Worst case, Alltag, Extremsituation, Routine? Oder alles zugleich? – Das Thema Tod ist für Pflegende sicher eine besondere Herausforderung. Zum einen geht es darum, im Umgang mit Sterbenden die Empathie nicht zu verlieren, andererseits aber auch Strategien zum Selbstschutz zu entwickeln, um sich nicht dauerhaft zu verausgaben.
Ringvorlesung „Blut und Tinte“: Thema Chronisch Sterben und Mitsterben
In der Ringvorlesung Blut und Tinte – Medizin und Literatur im Gespräch, einer Veranstaltungsreihe der Charité – Universitätsmedizin Berlin und der Universität Konstanz in Kooperation mit der Europäischen Künstlergilde für Medizin und Kultur und dem Einstein-Zentrum Chronoi, moderiert von Dr.
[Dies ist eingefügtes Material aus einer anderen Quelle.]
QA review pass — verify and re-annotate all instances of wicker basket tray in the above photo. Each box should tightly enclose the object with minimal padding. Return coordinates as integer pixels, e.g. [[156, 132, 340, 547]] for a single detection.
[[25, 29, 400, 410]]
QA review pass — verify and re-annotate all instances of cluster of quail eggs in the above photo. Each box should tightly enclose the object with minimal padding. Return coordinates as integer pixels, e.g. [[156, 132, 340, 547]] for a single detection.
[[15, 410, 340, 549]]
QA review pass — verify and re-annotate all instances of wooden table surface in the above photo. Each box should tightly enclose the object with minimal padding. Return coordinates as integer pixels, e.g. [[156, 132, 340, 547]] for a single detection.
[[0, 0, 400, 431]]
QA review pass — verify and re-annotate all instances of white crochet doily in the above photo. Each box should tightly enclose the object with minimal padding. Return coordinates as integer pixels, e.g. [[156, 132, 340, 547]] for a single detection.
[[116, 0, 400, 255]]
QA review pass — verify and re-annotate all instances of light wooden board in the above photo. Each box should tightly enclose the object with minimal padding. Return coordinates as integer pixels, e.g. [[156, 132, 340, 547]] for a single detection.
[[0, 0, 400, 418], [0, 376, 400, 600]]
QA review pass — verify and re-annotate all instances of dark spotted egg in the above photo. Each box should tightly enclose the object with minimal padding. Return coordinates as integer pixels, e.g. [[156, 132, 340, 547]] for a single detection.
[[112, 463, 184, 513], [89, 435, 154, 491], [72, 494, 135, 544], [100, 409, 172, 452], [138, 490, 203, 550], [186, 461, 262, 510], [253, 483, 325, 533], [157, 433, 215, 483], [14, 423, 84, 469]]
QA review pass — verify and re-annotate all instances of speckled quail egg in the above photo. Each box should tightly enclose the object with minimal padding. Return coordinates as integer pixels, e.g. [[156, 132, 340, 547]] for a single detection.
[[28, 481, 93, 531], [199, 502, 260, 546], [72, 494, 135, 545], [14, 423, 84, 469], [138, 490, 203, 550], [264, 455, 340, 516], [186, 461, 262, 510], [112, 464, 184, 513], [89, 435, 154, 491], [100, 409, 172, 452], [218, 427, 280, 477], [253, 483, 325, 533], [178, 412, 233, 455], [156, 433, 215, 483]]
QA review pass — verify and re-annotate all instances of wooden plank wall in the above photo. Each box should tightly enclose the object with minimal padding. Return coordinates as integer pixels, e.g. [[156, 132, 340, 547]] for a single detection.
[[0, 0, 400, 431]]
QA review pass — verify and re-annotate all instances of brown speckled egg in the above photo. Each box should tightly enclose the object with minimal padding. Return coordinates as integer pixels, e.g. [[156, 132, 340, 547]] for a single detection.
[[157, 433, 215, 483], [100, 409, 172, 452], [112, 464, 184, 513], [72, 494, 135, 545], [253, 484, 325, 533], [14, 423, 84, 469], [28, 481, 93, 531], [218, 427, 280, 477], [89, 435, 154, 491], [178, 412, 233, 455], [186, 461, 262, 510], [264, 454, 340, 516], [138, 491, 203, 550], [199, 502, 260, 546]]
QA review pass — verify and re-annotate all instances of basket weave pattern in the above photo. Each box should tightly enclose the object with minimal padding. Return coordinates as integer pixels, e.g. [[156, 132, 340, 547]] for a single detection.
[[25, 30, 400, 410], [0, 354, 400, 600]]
Jens Stupin, werden unter dem Titel Chronisch Sterben und Mitsterben zwei Texte vorgestellt, die dieses Thema aus verschiedenen Perspektiven beleuchten.
„Blut und Tinte“ aus der Sicht der Angehörigen – auch sie leiden chronisch
Prof. Dr. Markus Vinzent (Religionshistoriker, Autor, Hochschullehrer und Seelsorger) beschreibt in seinem Romanfragment Leben lassen eindringlich die Situation eines Angehörigen einer Krebserkrankten. Rückblickend auf eine von Diagnosen, Chemotherapien, Hormonbehandlungen, Immuntherapien und Operationen geprägte Zeit, durch die der Ich-Erzähler seine Frau begleitet, wird diesem klar: „ … dass ich vor neun Jahren an (ihrer) Krankheit miterkrankt war, dass ihre Metastasen auf mich übersprangen …“. Während er und die gemeinsamen Kinder ihre ganze Kraft einbringen, um gute Rahmenbedingungen für die Erkrankte zu schaffen und damit die belastenden medizinischen Behandlungen so gut es geht zu unterstützen, sieht er im Nachhinein: „Ich hatte versäumt zu erkennen, … dass ich nicht weniger … erkrankt war als sie“ und dass die Aussage des Onkologen – „Sie leiden an chronischem Sterben“ – nicht nur Erkrankte betrifft, sondern auch ihnen Nahestehende.
Zwei Aspekte ziehen sich durch diesen von Schwere getragenen fiktionalen Text: pflegende Angehörige thematisieren im Moment der Hilfestellung ihre eigene Angegriffenheit und Hilfsbedürftigkeit kaum, ja oftmals werden diese Bedürfnisse, falls bewusst, hintenan gestellt, weil die Krebserkrankung so viel schwerer wiegt. Zudem ist es für Angehörige so gut wie unmöglich, sich emotional abzugrenzen von der Leidenssituation des Erkrankten oder Sterbenden: „Doch in der Frauenonkologie gibt es keine Männerstation. Keine für die Metastasen der Partner, der Ärzte. Für die Frauenonkologie habe diese die falschen Metastasen.“
Hilfestellung oder Unterstützung für die mittelbar Betroffenen im Zusammenhang mit dem Tod ist also das Thema.
„Blut und Tinte“ aus der Perspektive des Arztes – gute Kommunikation ist die Grundlage
Ergänzend zum Beitrag von Prof. Dr. Markus Vinzent stehen die Texte von Prof. Dr. Jalid Sehouli (Ordinarius der Klinik für Gynäkologie und Zentrum für onkologische Chirurgie der Charité, Schriftsteller), die ebenfalls den Umgang mit dem Tod thematisieren; es sind Passagen aus seinem Buch: “Von der Kunst, schlechte Nachrichten gut zu überbringen“ (München 2018, Kösel-Verlag).
Prof. Sehouli schildert darin Situationen aus dem Klinikalltag auf der onkologischen Station und verknüpft diese Erfahrungen mit dem Appell, Ärzten während der Ausbildung auch Kommunikationsstrategien nahe zu bringen, da diese für eine gute Beziehung zu den Patienten und eine erfolgreiche Therapie mindestens ebenso wichtig sind wie das Erlernen von Operationstechniken. Aus der Begegnung mit chronisch Erkrankten und Sterbenden sind viele Tipps für den Aufbau einer vertrauensvollen Beziehung zwischen Arzt und Patient entwickelt worden, die sowohl für Angehörige als auch Menschen in Pflegeberufen enorm hilfreich sind. Einen Einblick in das Buch hat die Autorin dieses Beitrags bereits in einem früheren Blogartikel gegeben: Schlechte Nachrichten überbringen: Eine Kunst.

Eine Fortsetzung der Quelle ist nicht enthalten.